Dalam keragaman Islam, terdapat dua aspek bersama-sama, yakni aspek normatif, wahyu, dan aspek historis kekhalifahan.[8] Menurut para fuqaha’ aspek normatif adalah aspek ibadah mahdah yang ditekankan pada aspek-aspek legalitas formalitas-eksternal, sehingga kurang apresiatif terhadap dimensi esoteris, yang juga melekat pada religius imperatif yang bersifat mahdhah tersebut. Sedang aspek historis baik yang berkaitan dengan persoalan sosial, politik, budaya ekonomi, pendidikan, lingkungan hidup, kemiskinan dan sebagainya dianggap termasuk ghairu mahdhah, sehingga dikategorikan fard kifayah. Pengkategorian semacam ini berdampak dalam pemikiran demikian besar dalam tatanan pemikiran umat Islam, yakni permasalahan yang masuk dalam kategori fard kifayah kurang diminati, lantaran sudah terselesaikan lewat perwakilan beberapa kalangan saja. Sedangkan perwakilan itu sendiri tidak jelas. Jadi, jika dalam kelompok ibadah mahdhah campur tangan akal pikiran tidak diperbolehkan, maka kelompok fard kifayah inilah yang sebenarnya menumbuhkan wacana intelektual yang kritis dan obyektif. Sebab, dalam wilayah fard kifayah ini terdapat pergumulan dan wacana epistemologi keislaman yang berat, dan di sini pula membutuhkan pendekatan empiris yang obyektif dan rasional.[9] Hal ini bisa dimengerti lantaran terikat dalam konteks waktu, ruang, historis, kultur, dan psikologi[10] tertentu, sehingga tetap memberikan peluang untuk senantiasa didiskusikan.


III. KESIMPULAN

Dari uraian tersebut di atas, maka dapat disimpulkan sebagai berikut:

1. Dalam kehidupan keagamaan, khususnya dalam pemikiran keagamaan Islam terdapat aspek normatif dan historis. Kedua aspek itu terdapat hubungan yang menyatu, tidak dapat dipisahkan, tetapi dapat dibedakan.

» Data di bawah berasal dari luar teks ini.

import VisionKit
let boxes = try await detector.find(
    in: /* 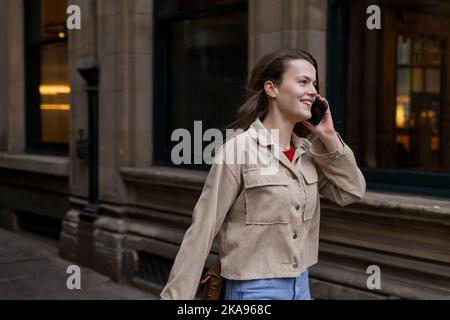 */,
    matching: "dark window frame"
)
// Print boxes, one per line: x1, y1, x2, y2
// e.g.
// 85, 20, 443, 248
326, 0, 450, 198
153, 0, 248, 170
23, 0, 69, 156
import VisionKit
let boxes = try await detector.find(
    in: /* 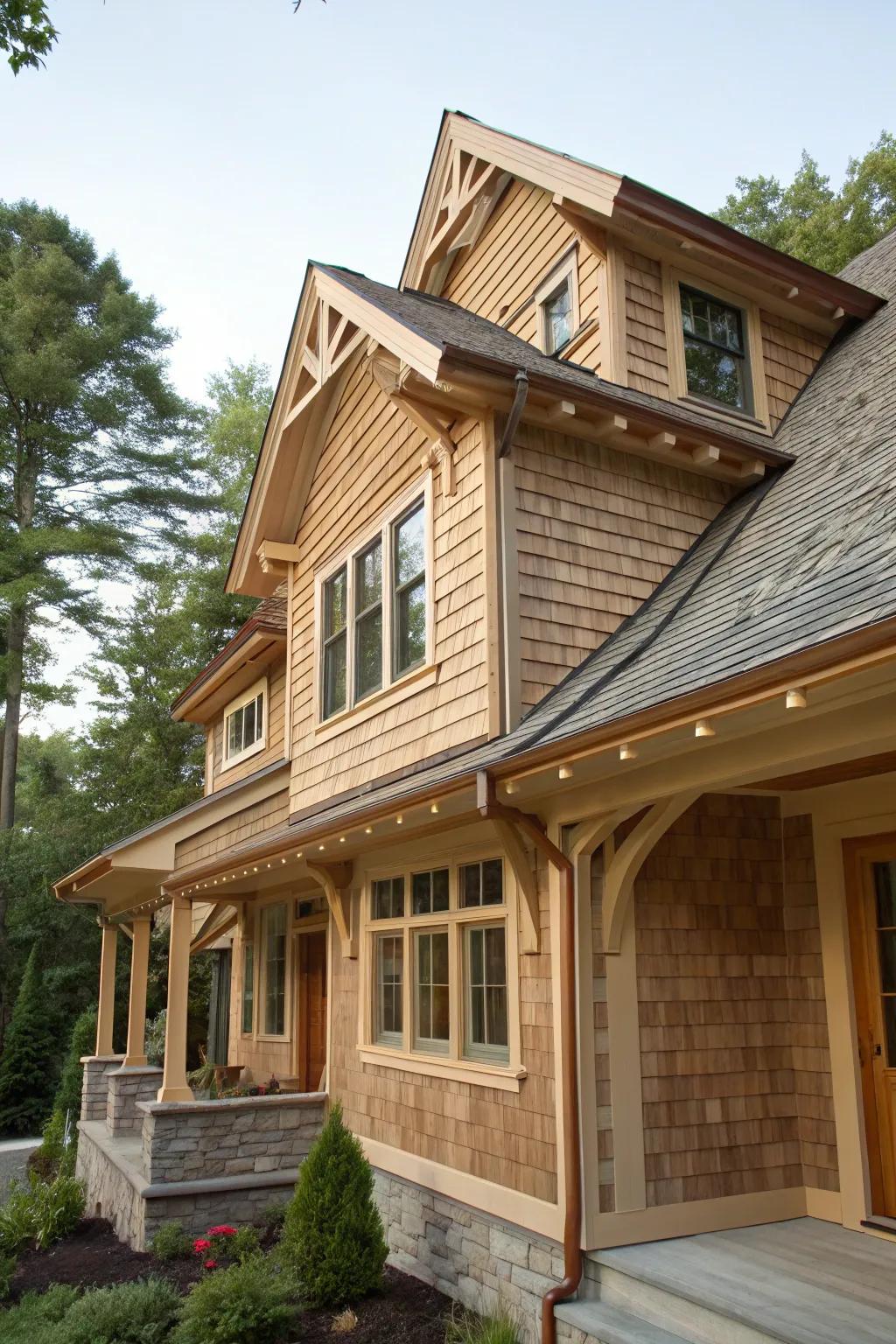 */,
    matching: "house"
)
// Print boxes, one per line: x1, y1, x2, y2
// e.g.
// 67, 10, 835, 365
56, 113, 896, 1344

2. Aspek normatif, wahyu, harus diterima sebagaimana adanya, mengikat semua pihak, dan berlaku universal. Sedang aspek historis kekhalifahan, senantiasa dapat berubah, menerima diskusi, karena produk zaman tertentu, dan bukan hal yang sakral.

3. Diperlukan ketajaman untuk memahami mana aspek normatif dan mana yang aspek historis, sehingga tidak tercampuradukkan antara keduanya.


DAFTAR PUSTAKA

Al-Qur’an al-Karim.

Joachim Wach, The Comparative Study of Religions, Joseph M. Kitagawa, ed., New York and London: Columbia University Press, 1958.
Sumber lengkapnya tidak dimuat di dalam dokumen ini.